Apache Airflow is an open-source workflow management platform for data engineering pipelines. It was chosen as our ETL process scheduler. Airflow was deployed to OpenShift using Helm Chart downloaded to the local directory (laptop with Windows). It also can be installed directly from helm-chart repository ([https://airflow.apache.org/docs/helm-chart/stable/index.html])
(The installation requires OpenShift CLI (oc) and helm to be installed on your OS)
- Connect to OpenShift platform. From [https://oauth-openshift.apps.silver.devops.gov.bc.ca/oauth/token/display] get the API token.

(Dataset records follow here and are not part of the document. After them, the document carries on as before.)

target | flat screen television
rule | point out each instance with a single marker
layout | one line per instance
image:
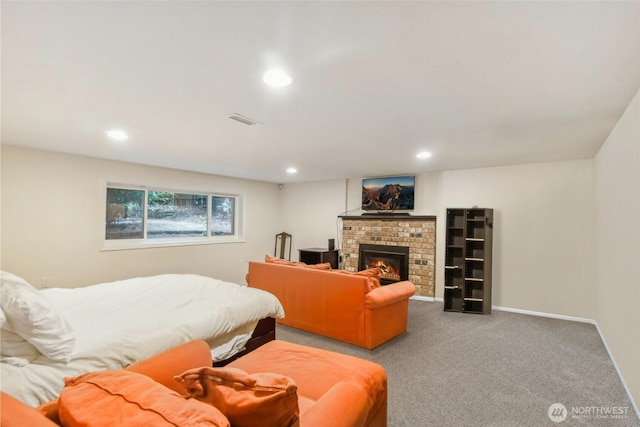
(388, 194)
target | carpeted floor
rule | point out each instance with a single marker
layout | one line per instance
(503, 369)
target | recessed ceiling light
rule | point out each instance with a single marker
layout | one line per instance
(276, 77)
(117, 135)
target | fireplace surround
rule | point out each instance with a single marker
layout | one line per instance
(417, 232)
(393, 261)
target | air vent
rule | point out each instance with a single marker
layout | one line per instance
(243, 119)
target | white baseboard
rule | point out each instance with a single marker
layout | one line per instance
(561, 317)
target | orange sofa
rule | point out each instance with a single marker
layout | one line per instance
(333, 389)
(336, 304)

Copy oc command with the token to login and run it from your laptop. (Laptop should have access to government’s OpenShift). The example of your command: oc login --token=sha256~yxiCAMwFD_XXX --server=https://api.silver.devops.gov.bc.ca:6443 Logged into [https://api.silver.devops.gov.bc.ca:6443] as "username@github" using the token provided.

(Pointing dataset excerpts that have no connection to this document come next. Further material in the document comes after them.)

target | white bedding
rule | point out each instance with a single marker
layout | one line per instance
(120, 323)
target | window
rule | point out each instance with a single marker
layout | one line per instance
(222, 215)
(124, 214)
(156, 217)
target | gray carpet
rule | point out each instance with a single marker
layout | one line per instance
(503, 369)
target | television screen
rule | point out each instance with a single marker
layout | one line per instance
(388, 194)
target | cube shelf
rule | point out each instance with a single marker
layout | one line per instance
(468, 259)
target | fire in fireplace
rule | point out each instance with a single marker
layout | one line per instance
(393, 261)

- Choose the project you going to deploy or upgrade Airflow to.
- Run the helm command to install/upgrade Airflow: helm.exe upgrade --install airflow C:\path-to-helm-chart\helm-v3.14.3-windows-amd64\windows-amd64\airflow-1.13.0\airflow-1.13.0\airflow --namespace c2da03-test -f C:\Users\tatiana.pluzhnikova\Downloads\helm-v3.14.3-windows-amd64\windows-amd64\airflow-1.13.0\airflow-1.13.0\airflow\override-values-c2da03-test.yaml
This command uses the downloaded helm-chart for installation and the default settings will be overwritten with override-values-c2da03-test.yaml file which can be found in GitHub [https://github.com/bcgov/medis-scheduler/blob/6ef9eb0d6c5d61751b796123ae13484d29ca9de8/airflow/override-values-c2da03-test.yaml]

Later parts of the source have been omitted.